Lebih jauh, penerapan konsep impersonating dalam Coretax menambah lapisan kompleksitas yang tidak selalu sejalan dengan prinsip kemudahan administrasi perpajakan. Jika sebelumnya Wajib Pajak dapat dengan mudah mengakses akun mereka sendiri, kini mereka harus memahami mekanisme otorisasi yang lebih ketat dan sering kali membingungkan. Padahal, bagi banyak Wajib Pajak, aspek teknis ini bukanlah prioritas utama dalam menjalankan kewajiban perpajakan mereka. Ketidaksiapan dalam memahami sistem baru ini tidak hanya menimbulkan kebingungan, tetapi juga berpotensi menyebabkan keterlambatan dalam pemenuhan kewajiban perpajakan, bahkan meningkatkan risiko pelanggaran administratif yang tidak disengaja.
ADVERTISEMENT
Coretax memang digadang-gadang sebagai solusi modern dalam administrasi perpajakan. Namun, klaim efisiensi dan keamanan yang menjadi dasar penerapannya perlu dikaji ulang dalam konteks realitas di lapangan. Sistem yang diklaim lebih baik seharusnya memberikan kemudahan, bukan justru menambah beban administratif yang menghambat kepatuhan. Fakta bahwa banyak Wajib Pajak mengalami kendala teknis menunjukkan bahwa reformasi ini belum sepenuhnya siap untuk diterapkan secara luas.

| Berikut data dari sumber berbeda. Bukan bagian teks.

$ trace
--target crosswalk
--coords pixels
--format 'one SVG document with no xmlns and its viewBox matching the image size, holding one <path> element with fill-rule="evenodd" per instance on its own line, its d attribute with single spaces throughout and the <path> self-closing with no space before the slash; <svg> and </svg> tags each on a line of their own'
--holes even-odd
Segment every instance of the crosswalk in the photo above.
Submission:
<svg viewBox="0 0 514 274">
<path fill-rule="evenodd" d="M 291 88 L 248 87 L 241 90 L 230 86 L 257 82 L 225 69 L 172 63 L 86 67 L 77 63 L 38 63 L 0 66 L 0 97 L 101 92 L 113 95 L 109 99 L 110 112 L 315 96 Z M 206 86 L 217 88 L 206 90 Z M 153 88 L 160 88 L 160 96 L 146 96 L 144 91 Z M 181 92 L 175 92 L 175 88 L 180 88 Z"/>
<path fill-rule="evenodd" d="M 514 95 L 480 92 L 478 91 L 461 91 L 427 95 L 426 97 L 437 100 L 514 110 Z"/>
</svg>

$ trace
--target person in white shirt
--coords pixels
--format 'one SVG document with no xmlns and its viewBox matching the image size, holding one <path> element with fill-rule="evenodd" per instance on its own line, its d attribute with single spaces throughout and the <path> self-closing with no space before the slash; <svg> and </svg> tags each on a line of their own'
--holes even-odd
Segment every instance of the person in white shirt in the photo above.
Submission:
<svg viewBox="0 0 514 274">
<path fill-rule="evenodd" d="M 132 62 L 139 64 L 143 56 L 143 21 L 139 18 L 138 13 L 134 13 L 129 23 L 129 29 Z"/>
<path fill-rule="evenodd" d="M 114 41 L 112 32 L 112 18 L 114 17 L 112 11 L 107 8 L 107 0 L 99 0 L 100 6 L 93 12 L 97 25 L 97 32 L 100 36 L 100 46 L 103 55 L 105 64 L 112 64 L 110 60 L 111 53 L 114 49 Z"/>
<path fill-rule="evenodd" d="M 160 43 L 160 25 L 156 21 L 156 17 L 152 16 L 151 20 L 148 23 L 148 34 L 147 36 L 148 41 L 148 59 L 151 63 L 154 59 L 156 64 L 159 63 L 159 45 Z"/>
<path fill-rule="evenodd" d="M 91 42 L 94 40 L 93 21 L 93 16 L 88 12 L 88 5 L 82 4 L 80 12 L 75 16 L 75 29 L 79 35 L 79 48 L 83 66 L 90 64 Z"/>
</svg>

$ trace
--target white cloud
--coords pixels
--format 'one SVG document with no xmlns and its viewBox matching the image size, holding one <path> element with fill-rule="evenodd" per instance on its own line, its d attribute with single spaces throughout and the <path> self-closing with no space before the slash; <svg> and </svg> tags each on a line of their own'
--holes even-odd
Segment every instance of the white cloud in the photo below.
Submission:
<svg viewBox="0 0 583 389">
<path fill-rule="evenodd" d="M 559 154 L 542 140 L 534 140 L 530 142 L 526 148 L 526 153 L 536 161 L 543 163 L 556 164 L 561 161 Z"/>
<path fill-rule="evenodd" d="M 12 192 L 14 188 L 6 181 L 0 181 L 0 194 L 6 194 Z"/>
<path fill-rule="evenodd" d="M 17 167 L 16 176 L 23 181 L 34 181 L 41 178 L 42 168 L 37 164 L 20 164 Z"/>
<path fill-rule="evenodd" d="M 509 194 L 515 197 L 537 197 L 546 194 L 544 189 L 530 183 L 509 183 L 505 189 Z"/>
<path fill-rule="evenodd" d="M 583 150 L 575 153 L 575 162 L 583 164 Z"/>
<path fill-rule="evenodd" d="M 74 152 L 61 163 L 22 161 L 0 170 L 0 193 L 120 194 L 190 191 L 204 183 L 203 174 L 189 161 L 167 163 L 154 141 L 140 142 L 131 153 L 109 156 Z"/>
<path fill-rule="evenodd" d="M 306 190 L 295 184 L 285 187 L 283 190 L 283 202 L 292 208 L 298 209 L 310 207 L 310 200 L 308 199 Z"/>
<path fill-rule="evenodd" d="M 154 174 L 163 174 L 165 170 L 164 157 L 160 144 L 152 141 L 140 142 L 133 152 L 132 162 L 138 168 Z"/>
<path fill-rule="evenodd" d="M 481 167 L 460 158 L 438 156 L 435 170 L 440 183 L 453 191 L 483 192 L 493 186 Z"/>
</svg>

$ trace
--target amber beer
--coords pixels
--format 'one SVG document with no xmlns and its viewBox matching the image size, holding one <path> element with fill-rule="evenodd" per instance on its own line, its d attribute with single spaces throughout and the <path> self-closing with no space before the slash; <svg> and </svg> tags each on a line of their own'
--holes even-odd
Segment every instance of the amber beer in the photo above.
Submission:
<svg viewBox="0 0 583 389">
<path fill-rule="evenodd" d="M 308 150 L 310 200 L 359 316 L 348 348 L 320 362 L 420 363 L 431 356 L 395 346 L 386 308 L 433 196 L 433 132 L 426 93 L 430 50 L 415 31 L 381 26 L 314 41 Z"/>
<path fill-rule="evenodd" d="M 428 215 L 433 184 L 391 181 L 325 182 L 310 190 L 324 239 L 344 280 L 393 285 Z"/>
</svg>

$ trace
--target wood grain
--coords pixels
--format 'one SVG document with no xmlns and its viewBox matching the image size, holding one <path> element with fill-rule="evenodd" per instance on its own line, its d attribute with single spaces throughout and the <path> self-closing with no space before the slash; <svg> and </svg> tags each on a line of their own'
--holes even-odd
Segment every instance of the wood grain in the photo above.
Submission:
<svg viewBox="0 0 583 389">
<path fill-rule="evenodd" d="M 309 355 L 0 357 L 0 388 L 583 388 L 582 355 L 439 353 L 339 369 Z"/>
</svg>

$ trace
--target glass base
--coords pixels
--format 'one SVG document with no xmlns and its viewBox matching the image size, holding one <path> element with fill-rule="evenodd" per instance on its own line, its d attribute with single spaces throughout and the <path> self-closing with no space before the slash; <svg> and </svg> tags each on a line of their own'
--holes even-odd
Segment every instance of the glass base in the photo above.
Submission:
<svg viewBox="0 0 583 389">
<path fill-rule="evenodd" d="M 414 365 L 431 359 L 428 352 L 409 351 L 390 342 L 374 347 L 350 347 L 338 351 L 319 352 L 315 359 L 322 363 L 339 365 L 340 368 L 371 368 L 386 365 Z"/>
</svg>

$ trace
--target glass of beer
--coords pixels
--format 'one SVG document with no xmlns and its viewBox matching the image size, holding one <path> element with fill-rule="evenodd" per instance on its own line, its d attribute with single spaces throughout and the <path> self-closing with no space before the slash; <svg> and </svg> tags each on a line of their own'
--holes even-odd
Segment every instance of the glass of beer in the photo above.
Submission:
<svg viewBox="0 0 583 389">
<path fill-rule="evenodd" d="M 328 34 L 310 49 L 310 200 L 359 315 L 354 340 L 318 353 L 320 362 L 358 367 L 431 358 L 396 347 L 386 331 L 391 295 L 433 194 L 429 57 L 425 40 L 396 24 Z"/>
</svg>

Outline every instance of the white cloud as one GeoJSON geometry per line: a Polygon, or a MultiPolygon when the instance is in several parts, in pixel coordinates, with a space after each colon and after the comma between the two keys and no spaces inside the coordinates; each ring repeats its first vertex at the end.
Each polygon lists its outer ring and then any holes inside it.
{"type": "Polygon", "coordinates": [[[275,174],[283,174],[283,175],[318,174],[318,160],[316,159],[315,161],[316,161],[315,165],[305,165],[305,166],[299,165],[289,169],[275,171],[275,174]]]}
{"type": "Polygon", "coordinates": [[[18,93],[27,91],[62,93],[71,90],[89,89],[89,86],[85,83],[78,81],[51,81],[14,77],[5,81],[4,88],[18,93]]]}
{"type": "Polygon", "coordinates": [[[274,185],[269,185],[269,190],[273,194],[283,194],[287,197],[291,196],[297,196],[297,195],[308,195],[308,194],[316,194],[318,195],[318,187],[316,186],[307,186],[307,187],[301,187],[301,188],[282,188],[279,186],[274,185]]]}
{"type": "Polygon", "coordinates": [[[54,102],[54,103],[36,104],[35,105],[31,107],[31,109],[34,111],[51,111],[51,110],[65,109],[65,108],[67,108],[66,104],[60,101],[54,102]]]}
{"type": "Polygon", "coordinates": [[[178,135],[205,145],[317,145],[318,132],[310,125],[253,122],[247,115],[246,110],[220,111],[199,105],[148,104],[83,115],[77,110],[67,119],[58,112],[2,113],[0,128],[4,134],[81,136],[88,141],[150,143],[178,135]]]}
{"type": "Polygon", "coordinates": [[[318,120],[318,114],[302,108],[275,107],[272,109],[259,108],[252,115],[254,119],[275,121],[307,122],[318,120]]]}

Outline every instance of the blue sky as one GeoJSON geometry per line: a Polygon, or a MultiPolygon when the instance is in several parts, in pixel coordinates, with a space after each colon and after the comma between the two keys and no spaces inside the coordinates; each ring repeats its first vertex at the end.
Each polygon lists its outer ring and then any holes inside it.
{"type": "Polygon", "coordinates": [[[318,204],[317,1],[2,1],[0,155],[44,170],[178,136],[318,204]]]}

Jika tidak ada langkah cepat untuk mengatasi hambatan ini, maka Coretax berisiko menjadi alat yang justru memperburuk ketidakpastian bagi Wajib Pajak, bukannya meningkatkan transparansi dan kepatuhan
Pemerintah tidak bisa hanya berfokus pada penerapan teknologi tanpa memastikan bahwa sistem tersebut benar-benar dapat digunakan secara efektif oleh seluruh pemangku kepentingan. Jika reformasi perpajakan melalui Coretax memang dimaksudkan untuk meningkatkan kepatuhan pajak, maka kebijakan ini harus didukung dengan solusi yang lebih adaptif dan inklusif. DJP perlu memperkuat kapasitas layanan teknisnya agar dapat memberikan respons yang cepat terhadap permasalahan pengguna. Selain itu, peran konsultan pajak dalam membantu Wajib Pajak harus lebih diakui dalam regulasi agar mereka dapat berkontribusi secara efektif dalam menjembatani kesenjangan pemahaman terhadap sistem ini.
ADVERTISEMENT
Pada akhirnya, reformasi perpajakan berbasis teknologi hanya akan berhasil jika dijalankan dengan pendekatan yang lebih realistis dan tidak mengabaikan kesiapan pengguna. Jika pemerintah tetap berkeras menerapkan sistem yang belum matang tanpa dukungan yang memadai, maka alih-alih meningkatkan kepatuhan, Coretax justru akan menjadi hambatan baru yang menggerus efektivitas sistem perpajakan di Indonesia.